Projection logic (what drives direction):

  • Contraception adoption and adherence (affects volume of COCs and cycle-control products)
  • Shift toward extended-cycle regimens (can increase per-user prescription value even if total estrogen exposure per year stays similar)
  • Generics penetration (puts downward pressure on realized prices)
  • Guideline changes and formulary decisions (impact uptake)

Scenario mechanics

  • Base case: stable contraception volumes with gradual price erosion in generic-heavy markets; moderate share gains for higher adherence regimens where payers incentivize them.
  • Bear case: intensified generic competition in major markets reduces realized prices; formulary restrictions reduce branded share.
  • Bull case: continued uptake of adherence and bleeding-optimized regimens increases share of products that combine EE with favorable progestins and dosing schedules; payer coverage expands for select regimens.

What revenue and growth should be expected?

A direct dollar forecast for “Ethinyl Estradiol” as a standalone active ingredient is not decision-grade because:

  • EE is sold inside combination products with different pricing dynamics
  • realized price depends on progestin partner, regimen schedule, route, and brand status
  • most EE exposure is in generics where ingredient-level margins are not public and vary by market

Decision-grade alternative: project at the level of combined products that include EE and trend with:

  • prescription volume (users and prescriptions per year)
  • mix shift (extended cycle, lower-dose, route mix)
  • price index by geography and brand share

This is how investors and product planners usually underwrite EE-related exposures:

  • track COC/combination estrogen demand by region
  • map mix changes by regimen schedule and route
  • apply gross margin bands based on branded vs generic share
  • run sensitivity on formulary and competitive intensity

What product-level strategies have the strongest commercialization fit for EE?

High-probability strategies are those that create “regimen value” without requiring EE molecule re-invention.

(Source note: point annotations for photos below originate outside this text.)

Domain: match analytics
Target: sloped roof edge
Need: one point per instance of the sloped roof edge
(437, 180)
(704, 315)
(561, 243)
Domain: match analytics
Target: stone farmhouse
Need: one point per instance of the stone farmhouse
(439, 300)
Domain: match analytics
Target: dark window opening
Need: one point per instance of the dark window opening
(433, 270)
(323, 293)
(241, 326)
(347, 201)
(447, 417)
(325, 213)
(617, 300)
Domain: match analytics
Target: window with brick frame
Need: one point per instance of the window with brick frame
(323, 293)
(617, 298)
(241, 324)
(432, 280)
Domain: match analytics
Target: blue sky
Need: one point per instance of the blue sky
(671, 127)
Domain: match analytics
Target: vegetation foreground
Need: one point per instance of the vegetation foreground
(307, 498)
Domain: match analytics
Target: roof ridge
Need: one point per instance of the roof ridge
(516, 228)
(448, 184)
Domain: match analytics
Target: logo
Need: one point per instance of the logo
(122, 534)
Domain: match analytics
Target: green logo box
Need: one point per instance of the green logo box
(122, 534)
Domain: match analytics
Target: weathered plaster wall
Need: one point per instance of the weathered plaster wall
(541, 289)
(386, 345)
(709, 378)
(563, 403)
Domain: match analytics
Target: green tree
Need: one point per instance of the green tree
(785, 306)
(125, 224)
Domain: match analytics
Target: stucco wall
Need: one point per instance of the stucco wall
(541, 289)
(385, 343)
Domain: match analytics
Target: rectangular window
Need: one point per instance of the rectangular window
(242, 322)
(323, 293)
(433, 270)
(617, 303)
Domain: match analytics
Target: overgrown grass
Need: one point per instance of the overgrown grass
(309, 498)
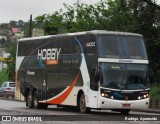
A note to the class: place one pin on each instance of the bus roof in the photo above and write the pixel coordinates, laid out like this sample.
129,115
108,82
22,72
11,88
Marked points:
96,32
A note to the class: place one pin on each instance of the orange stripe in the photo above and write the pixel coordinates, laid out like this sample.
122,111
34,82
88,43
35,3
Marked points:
62,97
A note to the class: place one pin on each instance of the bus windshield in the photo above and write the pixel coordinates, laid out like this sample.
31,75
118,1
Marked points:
124,76
122,47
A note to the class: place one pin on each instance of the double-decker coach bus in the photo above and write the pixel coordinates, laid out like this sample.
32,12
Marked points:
88,70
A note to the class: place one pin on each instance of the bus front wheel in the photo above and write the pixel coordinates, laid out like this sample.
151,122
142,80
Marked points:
82,104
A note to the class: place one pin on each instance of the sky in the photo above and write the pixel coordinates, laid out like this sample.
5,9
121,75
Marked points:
22,9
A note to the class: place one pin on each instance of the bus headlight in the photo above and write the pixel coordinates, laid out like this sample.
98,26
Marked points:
104,94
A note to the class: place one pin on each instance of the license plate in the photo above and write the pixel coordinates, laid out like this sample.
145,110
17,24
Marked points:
126,105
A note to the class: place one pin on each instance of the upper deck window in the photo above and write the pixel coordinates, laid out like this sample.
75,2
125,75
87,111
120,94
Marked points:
122,47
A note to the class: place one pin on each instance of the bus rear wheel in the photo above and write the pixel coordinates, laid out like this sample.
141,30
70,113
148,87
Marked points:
36,104
82,104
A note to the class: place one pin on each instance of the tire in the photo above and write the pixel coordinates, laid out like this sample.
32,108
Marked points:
82,105
36,104
125,111
29,100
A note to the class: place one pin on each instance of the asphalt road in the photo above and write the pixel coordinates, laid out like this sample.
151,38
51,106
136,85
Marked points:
17,111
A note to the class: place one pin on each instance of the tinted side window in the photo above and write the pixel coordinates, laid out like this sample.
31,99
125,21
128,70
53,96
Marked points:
90,45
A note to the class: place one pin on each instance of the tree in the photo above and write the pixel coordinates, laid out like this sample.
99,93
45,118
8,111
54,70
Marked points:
11,62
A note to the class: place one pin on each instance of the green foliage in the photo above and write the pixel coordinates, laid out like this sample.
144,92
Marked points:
3,76
11,62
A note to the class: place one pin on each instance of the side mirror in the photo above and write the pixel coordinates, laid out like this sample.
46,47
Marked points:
151,76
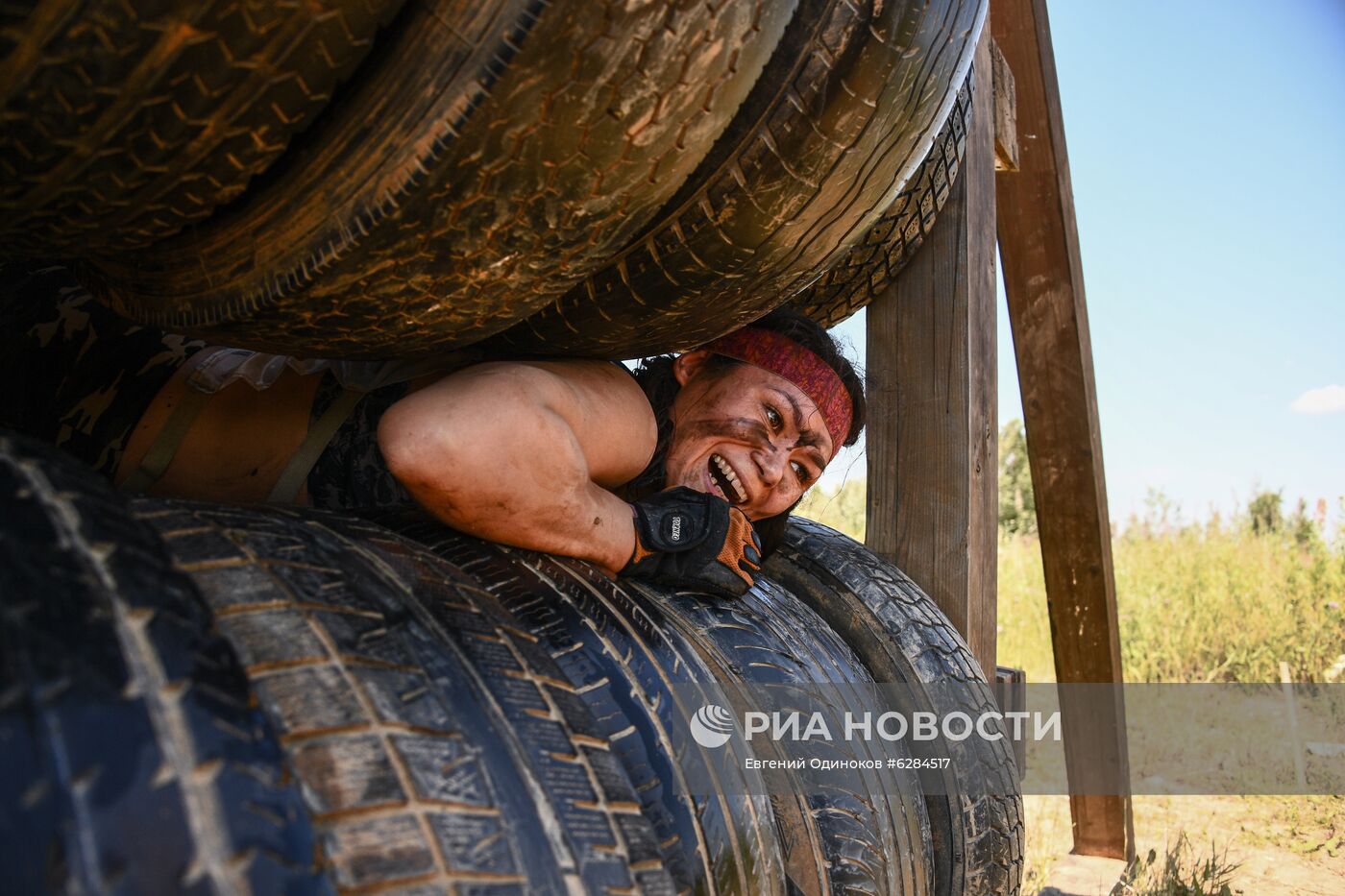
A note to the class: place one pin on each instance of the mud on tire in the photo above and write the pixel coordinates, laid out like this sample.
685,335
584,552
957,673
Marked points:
434,741
127,121
484,157
134,759
846,109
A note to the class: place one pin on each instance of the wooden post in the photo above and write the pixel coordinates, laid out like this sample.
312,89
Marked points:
932,502
1039,248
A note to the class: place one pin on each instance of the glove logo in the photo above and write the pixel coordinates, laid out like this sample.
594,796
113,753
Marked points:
712,725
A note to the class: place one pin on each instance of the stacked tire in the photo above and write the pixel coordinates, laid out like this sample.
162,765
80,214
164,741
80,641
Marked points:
379,178
258,700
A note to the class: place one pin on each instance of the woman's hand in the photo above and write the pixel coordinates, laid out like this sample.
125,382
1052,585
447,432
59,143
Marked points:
693,540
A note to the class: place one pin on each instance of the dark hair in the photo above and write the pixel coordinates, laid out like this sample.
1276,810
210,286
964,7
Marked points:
661,386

Most credible commercialization levers (in practice):

  • Extended-cycle or simplified dosing schedules that improve bleeding control and adherence.
  • Route optimization where supported by clinical evidence and payer preferences.
  • Fixed-dose combinations with progestin partners that match guideline positions for specific patient subgroups.
  • Life-cycle management through reformulation and regimen refinements to maintain differentiation while primary EE molecule remains generic.

Key Takeaways

  • Clinical development for EE is dominated by combination regimens and delivery systems, with endpoints focused on endocrine control, bleeding patterns, and tolerability rather than on novel EE biology.
  • EE is structurally commoditized, so market outcomes hinge on regimen-level differentiation, payer contracting, and progestin partner selection.
  • Market projections should be modeled around combined products containing EE, using prescription volume, mix shift (extended-cycle/route), and price erosion from generic competition rather than forecasting EE-only demand.
  • Investment-grade upside is concentrated in product lifecycle strategies, not in new EE monotherapy innovation.

FAQs

1) Is there meaningful late-stage development of Ethinyl Estradiol as a standalone molecule?

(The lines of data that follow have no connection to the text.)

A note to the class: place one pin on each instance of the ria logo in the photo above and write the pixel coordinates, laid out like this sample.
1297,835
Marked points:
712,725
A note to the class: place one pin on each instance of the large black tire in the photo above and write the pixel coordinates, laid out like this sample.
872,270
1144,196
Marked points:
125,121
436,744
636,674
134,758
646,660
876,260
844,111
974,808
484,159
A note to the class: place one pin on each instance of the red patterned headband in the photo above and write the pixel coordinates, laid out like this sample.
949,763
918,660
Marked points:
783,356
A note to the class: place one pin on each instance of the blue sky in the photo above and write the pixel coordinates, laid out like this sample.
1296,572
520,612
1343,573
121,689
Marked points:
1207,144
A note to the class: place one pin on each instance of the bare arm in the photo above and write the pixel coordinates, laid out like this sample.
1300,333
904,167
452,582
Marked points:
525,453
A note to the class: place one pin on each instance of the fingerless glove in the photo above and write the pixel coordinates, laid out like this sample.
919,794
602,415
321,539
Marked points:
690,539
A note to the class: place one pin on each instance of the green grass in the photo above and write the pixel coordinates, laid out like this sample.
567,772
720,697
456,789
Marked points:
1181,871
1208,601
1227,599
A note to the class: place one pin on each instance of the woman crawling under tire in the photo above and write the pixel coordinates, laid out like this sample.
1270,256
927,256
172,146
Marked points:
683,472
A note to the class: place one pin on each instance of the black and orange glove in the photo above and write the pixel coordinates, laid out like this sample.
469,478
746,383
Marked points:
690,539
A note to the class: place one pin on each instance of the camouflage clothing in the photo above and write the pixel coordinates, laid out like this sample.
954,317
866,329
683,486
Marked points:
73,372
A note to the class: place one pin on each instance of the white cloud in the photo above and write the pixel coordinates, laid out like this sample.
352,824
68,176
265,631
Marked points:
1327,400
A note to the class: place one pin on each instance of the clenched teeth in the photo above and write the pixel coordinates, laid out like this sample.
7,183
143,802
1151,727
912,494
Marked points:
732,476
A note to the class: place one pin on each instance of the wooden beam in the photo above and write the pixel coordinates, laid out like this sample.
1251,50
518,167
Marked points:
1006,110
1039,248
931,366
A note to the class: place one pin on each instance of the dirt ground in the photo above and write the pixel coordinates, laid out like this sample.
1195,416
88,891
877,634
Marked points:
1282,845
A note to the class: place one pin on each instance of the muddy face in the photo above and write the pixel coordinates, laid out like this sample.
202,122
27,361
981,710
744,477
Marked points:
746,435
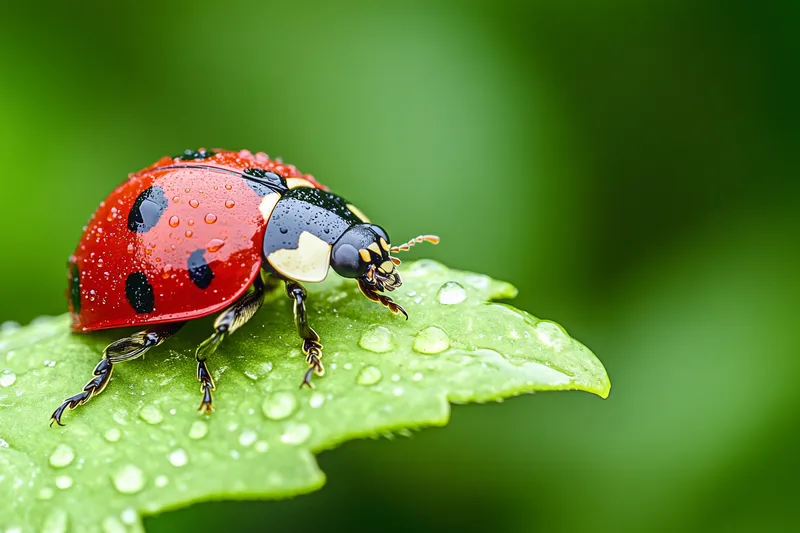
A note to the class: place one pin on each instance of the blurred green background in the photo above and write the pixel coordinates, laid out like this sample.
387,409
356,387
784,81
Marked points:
631,166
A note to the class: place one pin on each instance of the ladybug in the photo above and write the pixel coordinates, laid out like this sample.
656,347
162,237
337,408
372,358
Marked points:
210,232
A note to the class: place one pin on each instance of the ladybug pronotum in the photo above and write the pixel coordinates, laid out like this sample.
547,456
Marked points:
212,232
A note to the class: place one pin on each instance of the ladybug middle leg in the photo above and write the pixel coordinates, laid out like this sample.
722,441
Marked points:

Most visible clinical activity is in combination and regimen-specific evaluations rather than EE monotherapy programs.

2) What drives demand for EE in practice?

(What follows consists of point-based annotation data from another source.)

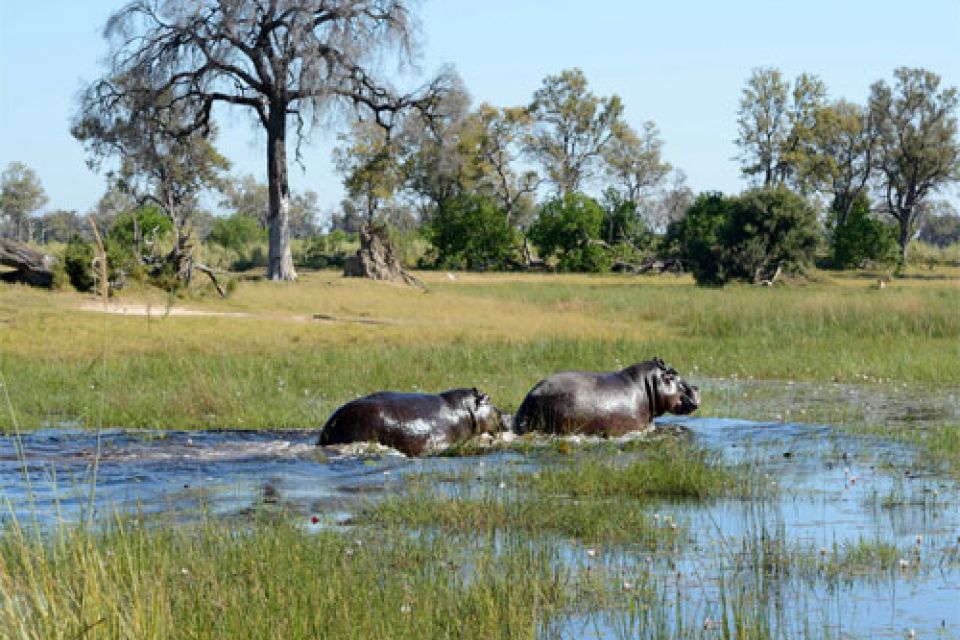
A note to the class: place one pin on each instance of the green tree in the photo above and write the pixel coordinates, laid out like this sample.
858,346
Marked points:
634,160
20,195
861,239
695,238
776,122
504,130
569,227
840,157
235,232
748,237
918,151
371,165
470,231
144,223
769,228
572,128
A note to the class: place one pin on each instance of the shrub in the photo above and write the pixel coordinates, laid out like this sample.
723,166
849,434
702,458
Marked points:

Demand is driven by contraception regimen prescribing, adherence, cycle control needs, and formulary inclusion across COCs and related combination products.

3) Why does generic competition matter so much for EE?

Because EE and many fixed-dose combinations are broadly off-patent in many jurisdictions, pricing compresses and differentiation must come from secondary IP and regimen advantages.

4) What clinical endpoints most often define EE regimen success?

Companies typically pursue results on ovulation suppression/estrogenic control, bleeding pattern outcomes, and tolerability/safety.

5) How do investors typically underwrite EE-related exposures?

They underwrite at the combined product level by region, tracking branded vs generic mix, prescription volume, and route/schedule shifts.